Un accord de grande envergure
Maintenant que l’accord est signé, il n’entrera en vigueur que lorsqu’au moins six des pays l’auront ratifié, un processus qui pourrait prendre encore plusieurs mois. Une fois que les 11 membres l’auront ratifiée, l’entente sera composée d’environ 6,7 % de la population et 13,4 % du PIB dans le monde. En termes de production, le Canada y est la deuxième plus grande économie après le Japon. Le Brunei, Singapour, la Nouvelle‑Zélande, l’Australie, la Malaisie, le Vietnam et le Japon représentent de nouvelles ententes commerciales pour le Canada et offrent les plus grands gains potentiels, surtout les quatre derniers. En ce qui concerne les trois autres pays du PTPGP, le Canada avait déjà établi des accords de libre-échange avec eux auparavant, dont l’Accord de libre-échange nord-américain (ALENA) avec le Mexique (1994) et les accords de libre-échange avec le Chili (1997) et le Pérou (2009). Globalement, les échanges entre le Canada et la zone du PTPGP sont relativement petits. Seulement 5 % des exportations de biens et services du Canada et 11 % de ses importations se faisaient avec les pays du PTPGP en 2016, ce qui représentait 31,5 G$ et 73,5 G$ respectivement. La principale destination de ces exportations était le Japon, qui est présentement la quatrième plus grande économie au monde, selon la parité de pouvoir d’achat.
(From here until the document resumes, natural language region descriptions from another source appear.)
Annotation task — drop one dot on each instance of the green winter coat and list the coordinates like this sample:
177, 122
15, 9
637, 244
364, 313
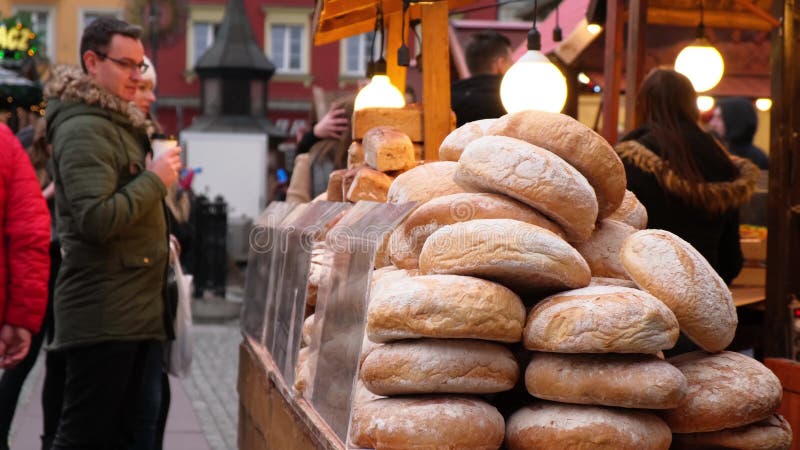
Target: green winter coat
110, 216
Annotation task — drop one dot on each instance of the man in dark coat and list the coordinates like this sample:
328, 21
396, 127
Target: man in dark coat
488, 55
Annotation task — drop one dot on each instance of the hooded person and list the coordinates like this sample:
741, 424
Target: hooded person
735, 120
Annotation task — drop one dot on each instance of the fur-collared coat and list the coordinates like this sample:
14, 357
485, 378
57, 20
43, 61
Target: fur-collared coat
110, 216
705, 214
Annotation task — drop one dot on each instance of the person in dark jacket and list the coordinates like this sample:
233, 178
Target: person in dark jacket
488, 56
735, 121
110, 315
687, 181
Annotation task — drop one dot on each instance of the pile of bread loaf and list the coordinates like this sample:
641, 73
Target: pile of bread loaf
532, 211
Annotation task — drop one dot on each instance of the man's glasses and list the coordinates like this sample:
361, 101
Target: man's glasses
131, 66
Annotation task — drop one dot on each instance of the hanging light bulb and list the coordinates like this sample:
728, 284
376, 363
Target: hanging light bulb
533, 82
700, 61
380, 92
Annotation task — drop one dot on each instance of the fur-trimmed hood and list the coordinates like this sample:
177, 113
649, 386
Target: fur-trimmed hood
71, 86
714, 196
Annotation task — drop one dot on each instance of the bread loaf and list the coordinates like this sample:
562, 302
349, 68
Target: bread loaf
773, 433
455, 142
445, 306
726, 390
439, 366
631, 211
524, 257
601, 251
671, 269
576, 143
386, 148
369, 184
449, 209
424, 423
601, 319
628, 381
424, 182
533, 176
557, 426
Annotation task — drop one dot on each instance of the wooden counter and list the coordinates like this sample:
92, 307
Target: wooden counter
271, 417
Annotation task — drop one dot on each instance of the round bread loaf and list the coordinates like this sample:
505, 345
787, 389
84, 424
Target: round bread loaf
424, 182
445, 306
425, 423
631, 211
405, 247
533, 176
601, 319
439, 366
629, 381
671, 269
601, 251
577, 144
558, 426
524, 257
455, 142
726, 390
770, 434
Au total, le PTPGP formerait néanmoins le troisième partenaire d’échange commercial le plus important pour le Canada, derrière l’ALENA et l’Accord économique et commercial global avec l’Union européenne. Les échanges commerciaux entre le Canada et les membres du PTPGP se composaient principalement de produits agricoles pour les exportations canadiennes et d’automobiles, d’équipements électriques ou électroniques pour les importations.
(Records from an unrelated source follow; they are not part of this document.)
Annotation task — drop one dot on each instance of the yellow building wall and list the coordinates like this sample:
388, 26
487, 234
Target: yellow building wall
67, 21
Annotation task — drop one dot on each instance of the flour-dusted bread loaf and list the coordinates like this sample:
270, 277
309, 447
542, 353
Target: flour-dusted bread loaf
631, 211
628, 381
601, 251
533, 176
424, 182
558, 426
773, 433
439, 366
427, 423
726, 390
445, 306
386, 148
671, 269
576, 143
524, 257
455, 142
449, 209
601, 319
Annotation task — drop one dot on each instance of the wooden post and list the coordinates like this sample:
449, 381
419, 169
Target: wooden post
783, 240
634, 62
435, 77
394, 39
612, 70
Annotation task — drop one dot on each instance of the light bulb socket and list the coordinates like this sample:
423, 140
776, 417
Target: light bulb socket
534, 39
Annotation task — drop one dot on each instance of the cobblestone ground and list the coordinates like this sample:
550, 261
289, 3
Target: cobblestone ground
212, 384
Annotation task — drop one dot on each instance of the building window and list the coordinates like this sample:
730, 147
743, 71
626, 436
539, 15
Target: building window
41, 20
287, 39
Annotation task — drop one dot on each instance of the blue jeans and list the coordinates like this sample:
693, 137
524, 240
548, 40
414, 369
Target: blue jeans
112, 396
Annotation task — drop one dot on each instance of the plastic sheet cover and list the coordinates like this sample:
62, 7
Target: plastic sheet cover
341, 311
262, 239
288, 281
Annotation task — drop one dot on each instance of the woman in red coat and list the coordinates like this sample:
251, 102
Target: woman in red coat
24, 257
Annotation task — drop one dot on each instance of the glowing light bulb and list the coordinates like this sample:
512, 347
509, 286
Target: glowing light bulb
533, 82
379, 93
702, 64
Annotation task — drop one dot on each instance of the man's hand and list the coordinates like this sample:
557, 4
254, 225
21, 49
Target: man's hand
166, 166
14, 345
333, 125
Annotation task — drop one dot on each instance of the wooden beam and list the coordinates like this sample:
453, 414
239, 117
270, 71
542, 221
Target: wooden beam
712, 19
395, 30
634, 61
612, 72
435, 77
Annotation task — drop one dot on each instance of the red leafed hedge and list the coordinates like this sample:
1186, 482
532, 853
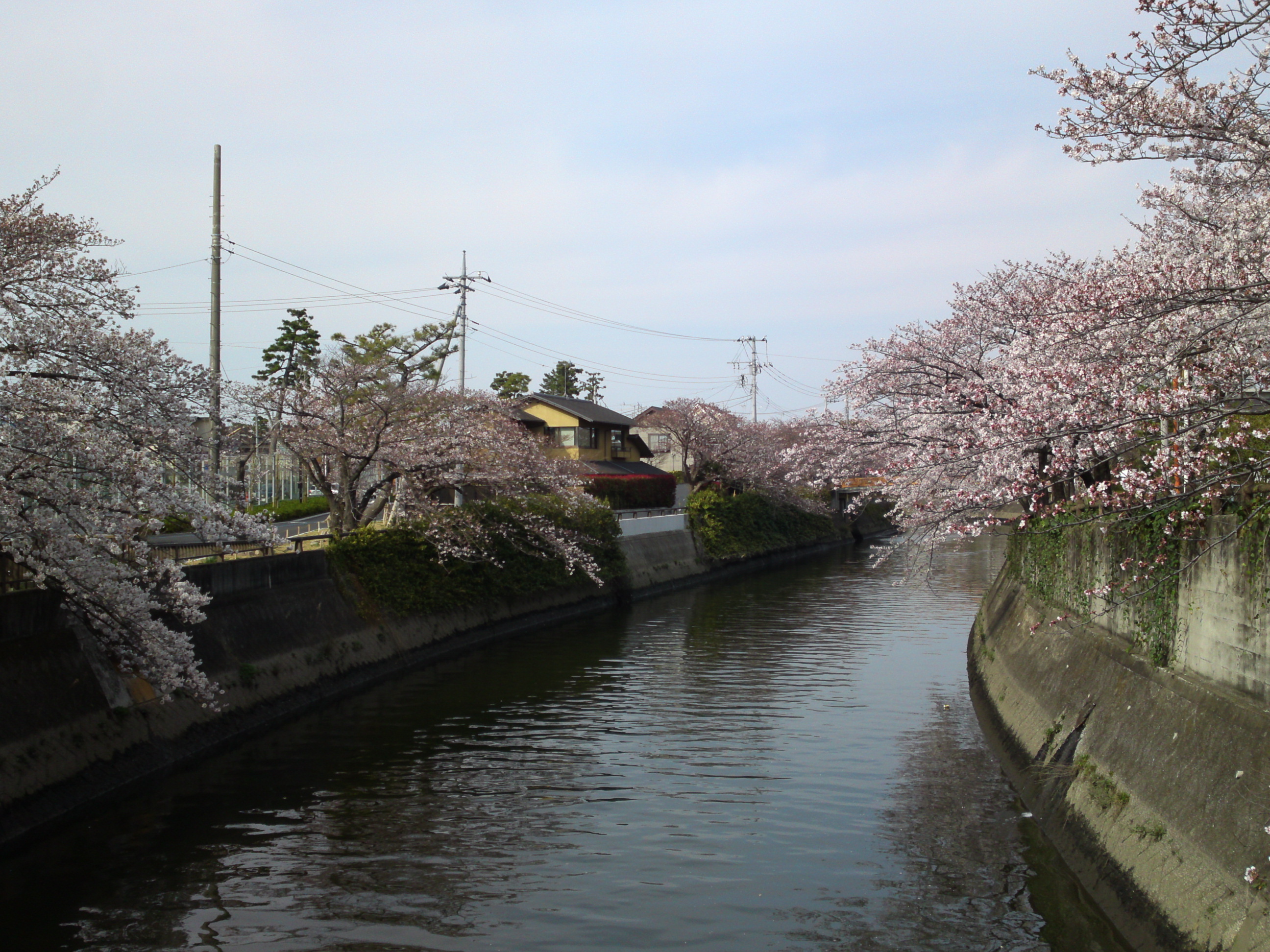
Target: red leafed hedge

L’accord vise à réduire les barrières non tarifaires et à éliminer 95 % des tarifs entre les pays, dont environ 90 % dès son entrée en vigueur. De plus, il aborde les questions des règlements de disputes, de la propriété intellectuelle, de l’accès aux marchés et entreprises publics, du commerce numérique ainsi que des normes de travail et environnementales. Il est à noter toutefois que le Canada a déjà des accords de libreéchange avec le Mexique, le Chili et le Pérou. Par conséquent, les taux douaniers entre ces pays étaient déjà nuls avant le PTPGP. De plus, Singapour n’impose aucun tarif à tous ses partenaires commerciaux. Donc, le Canada n’obtient aucune réduction supplémentaire de tarif avec ces pays. Certains gains sont toutefois possibles avec une plus grande libéralisation des investissements et l’inclusion de chapitres sur différentes normes.
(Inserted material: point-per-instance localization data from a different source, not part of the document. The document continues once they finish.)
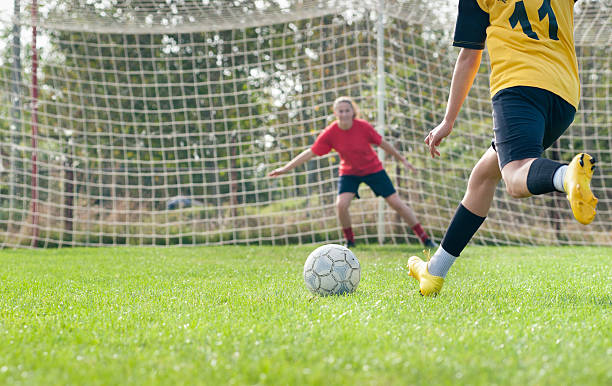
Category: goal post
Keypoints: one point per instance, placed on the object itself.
(157, 123)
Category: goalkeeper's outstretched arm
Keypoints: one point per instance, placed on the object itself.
(304, 156)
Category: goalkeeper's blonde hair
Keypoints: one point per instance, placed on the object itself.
(349, 100)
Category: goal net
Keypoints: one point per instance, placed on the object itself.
(156, 122)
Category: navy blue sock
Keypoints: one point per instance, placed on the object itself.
(540, 176)
(462, 228)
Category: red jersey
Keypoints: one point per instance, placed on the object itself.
(353, 145)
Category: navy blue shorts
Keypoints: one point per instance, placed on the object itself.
(379, 182)
(527, 120)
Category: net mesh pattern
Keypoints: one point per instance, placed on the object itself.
(157, 122)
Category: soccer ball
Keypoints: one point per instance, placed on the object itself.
(332, 270)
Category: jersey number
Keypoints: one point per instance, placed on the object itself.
(520, 16)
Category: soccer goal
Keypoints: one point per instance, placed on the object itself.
(156, 122)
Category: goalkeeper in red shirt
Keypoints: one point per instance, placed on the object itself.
(352, 138)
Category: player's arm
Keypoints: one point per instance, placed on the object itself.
(470, 35)
(464, 73)
(389, 149)
(301, 158)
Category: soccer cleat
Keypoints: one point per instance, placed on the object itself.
(577, 185)
(429, 243)
(428, 283)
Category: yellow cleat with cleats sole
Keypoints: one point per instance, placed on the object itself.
(577, 185)
(429, 285)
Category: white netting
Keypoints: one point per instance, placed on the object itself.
(158, 121)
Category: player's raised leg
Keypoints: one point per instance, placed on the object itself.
(469, 216)
(536, 176)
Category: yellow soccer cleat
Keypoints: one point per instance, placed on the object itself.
(428, 283)
(577, 185)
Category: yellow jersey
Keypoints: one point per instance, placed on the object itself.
(530, 43)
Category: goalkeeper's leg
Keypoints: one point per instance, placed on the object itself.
(467, 219)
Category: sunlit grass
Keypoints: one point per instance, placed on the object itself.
(242, 315)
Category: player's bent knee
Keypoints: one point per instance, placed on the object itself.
(513, 188)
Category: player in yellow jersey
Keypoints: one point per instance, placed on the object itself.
(535, 91)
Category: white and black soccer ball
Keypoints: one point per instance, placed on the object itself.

Des gains qui en vaudraient le coût
Le gouvernement du Canada estime que le PTPGP serait généralement bénéfique pour l’économie canadienne. Selon ses estimations, le nouvel accord augmenterait le PIB canadien de 4,2 G$ d’ici 20402 . A priori, ce résultat n’est pas très important. Cela représenterait près de 0,2 % du PIB en 2016 ou 191 M$ par année. Quoique petits, ces gains constitueraient tout de même un impact positif net et n’incluent pas certains facteurs difficiles à évaluer qui pourraient augmenter les bénéfices. De plus, cette même étude d’Affaires mondiales Canada estime que l’impact économique de l’accord sans l’inclusion des États-Unis est davantage favorable pour le Canada. Il lui procurerait un avantage compétitif dans les pays du PTPGP par rapport aux entreprises américaines tout en conservant le même niveau de compétition pour les entreprises canadiennes aux États‑Unis (tableau 1 à la page 3). Ce nouvel accord constitue aussi une opportunité pour le Canada de diversifier davantage son commerce international. Une bonne chose étant donné la prédominance des États-Unis dans ses relations commerciales dans un contexte où la remontée du protectionnisme américain a récemment amené plus d’incertitude sur les marchés canadiens.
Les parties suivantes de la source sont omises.